Sans s’en rendre compte, Tiusk avait retenu sa respiration. Malgré sa détermination à défendre sa patrie, il redoutait que ceux qu’il chérissait ne soient exposés au danger.
— Sommes-nous à ce point intouchable ?
— Que veux-tu dire par là ?
— Je me rappelle vos enseignements sur l’Empereur et le rôle du Morgenstyr à ses côtés. Serait-ce parce que le pays lui fut fidèles qu’il choisit de ne pas intervenir dans les exactions de notre roi ?
— Loin de moi l’idée de médire notre vénérable Empereur, commença-t-il, ses mots choisis avec précaution. Mais dis-moi, Tiusk, crois-tu qu’il soit plus aisé de gouverner un peuple soumis ou un qui s’est rallié à toi de son propre gré ?
— J’dirais que les deux comportent leurs défis, répondit Tiusk après une brève réflexion.

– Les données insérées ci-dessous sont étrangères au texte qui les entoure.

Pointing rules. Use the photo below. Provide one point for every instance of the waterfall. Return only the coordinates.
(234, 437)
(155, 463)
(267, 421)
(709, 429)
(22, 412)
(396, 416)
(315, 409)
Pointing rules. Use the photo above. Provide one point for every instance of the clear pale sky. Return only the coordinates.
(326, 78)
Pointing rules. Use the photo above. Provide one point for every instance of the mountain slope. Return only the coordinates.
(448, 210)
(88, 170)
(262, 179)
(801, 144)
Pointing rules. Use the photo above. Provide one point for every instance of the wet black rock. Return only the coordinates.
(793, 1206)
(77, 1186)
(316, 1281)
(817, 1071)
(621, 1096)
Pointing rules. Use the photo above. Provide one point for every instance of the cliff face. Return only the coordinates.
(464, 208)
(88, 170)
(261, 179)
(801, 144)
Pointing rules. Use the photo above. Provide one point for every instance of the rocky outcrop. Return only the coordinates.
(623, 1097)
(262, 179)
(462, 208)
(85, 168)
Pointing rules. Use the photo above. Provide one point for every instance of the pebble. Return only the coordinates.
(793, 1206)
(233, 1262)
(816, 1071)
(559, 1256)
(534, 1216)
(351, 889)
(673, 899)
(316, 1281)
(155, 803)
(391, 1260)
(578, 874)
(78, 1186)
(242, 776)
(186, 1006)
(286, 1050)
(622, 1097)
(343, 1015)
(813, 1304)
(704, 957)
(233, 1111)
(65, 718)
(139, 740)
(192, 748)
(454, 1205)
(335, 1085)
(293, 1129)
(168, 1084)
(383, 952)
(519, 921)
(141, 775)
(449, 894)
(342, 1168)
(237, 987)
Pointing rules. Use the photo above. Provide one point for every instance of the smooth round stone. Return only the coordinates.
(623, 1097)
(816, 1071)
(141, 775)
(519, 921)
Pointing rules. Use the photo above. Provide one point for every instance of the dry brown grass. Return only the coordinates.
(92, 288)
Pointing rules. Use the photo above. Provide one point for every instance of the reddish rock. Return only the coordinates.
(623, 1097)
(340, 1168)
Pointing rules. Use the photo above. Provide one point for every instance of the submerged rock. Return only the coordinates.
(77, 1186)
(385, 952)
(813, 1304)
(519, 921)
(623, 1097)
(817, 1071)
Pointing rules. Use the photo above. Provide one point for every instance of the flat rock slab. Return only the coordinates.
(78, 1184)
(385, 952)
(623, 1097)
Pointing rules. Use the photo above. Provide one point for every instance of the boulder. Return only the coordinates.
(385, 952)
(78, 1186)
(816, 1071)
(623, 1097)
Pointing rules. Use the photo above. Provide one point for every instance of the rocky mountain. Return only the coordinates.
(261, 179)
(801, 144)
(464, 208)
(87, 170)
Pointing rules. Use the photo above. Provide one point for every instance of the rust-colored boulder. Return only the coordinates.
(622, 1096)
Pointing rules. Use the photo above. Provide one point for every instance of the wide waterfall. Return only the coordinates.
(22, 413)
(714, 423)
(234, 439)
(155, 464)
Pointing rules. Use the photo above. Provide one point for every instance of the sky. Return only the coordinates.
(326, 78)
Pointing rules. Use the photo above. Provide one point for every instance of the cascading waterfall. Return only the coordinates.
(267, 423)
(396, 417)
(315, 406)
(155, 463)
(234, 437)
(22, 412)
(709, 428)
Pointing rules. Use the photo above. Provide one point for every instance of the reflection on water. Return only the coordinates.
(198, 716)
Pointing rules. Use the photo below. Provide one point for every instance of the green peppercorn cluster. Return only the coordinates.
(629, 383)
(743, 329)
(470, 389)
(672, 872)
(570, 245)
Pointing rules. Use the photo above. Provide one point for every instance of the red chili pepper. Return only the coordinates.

Il suffit de regarder comment son père a maintenu son emprise sur le royaume pendant son règne.
— Mais nous ne parlons pas d’un seul et unique pays, mais de plusieurs continents, chacun abritant des centaines de royaumes qui ont été, pour la plupart, asservis par le charisme, la puissance et la force armée d’un seul individu.
— L’avez-vous déjà rencontré ?
— Une seule fois, et seulement de loin. Mais rien que de l’apercevoir m’a convaincu qu’il était Empereur pour une raison valable. Cependant, une seule personne ne peut être partout à la fois, d’où les privilèges accordés à ses alliés les plus fidèles… y compris celui de fermer les yeux sur certaines actions.
— Un peu comme vous avec Pierre-Blanche.
Un fin sourire se dessina sur les lèvres de Reus face à l’observation de Tiusk.
— Exactement, comme moi avec Pierre-Blanche. Sinon, comment c’est passé ta journée ?
— Curieuse. Aujourd’hui Julas a rejoint la milice et c’dernier montre des capacités... hors du communs.
— Approfondis.
— Quand moi j’ai besoin de répéter un mouvement des centaines de fois, lui parvient à le faire à la perfection après un essai.
Soudain, Reus devint extrêmement attentif.
— Il dit visualisé le geste juste avant de l’exécuter. Est-ce que cela vous parle ?
— Nous ne naissons pas tous égaux, certain ont des capacités et des réflexes qui nous dépasse. Soit notre ami Julas c’est entrainer en cachette toute son enfance. Ce dont je doute, soit son cerveau est capable de projeter ce qu’il à vue. Un don très rare si c’est bien cela. Désire-t-il faire carrière ?
— Non.
— Sait tu où il se trouve actuellement ?
— En train d’effectuer le reste de sa patrouille avec les autres.
— J’irai parler à son oncle juste après.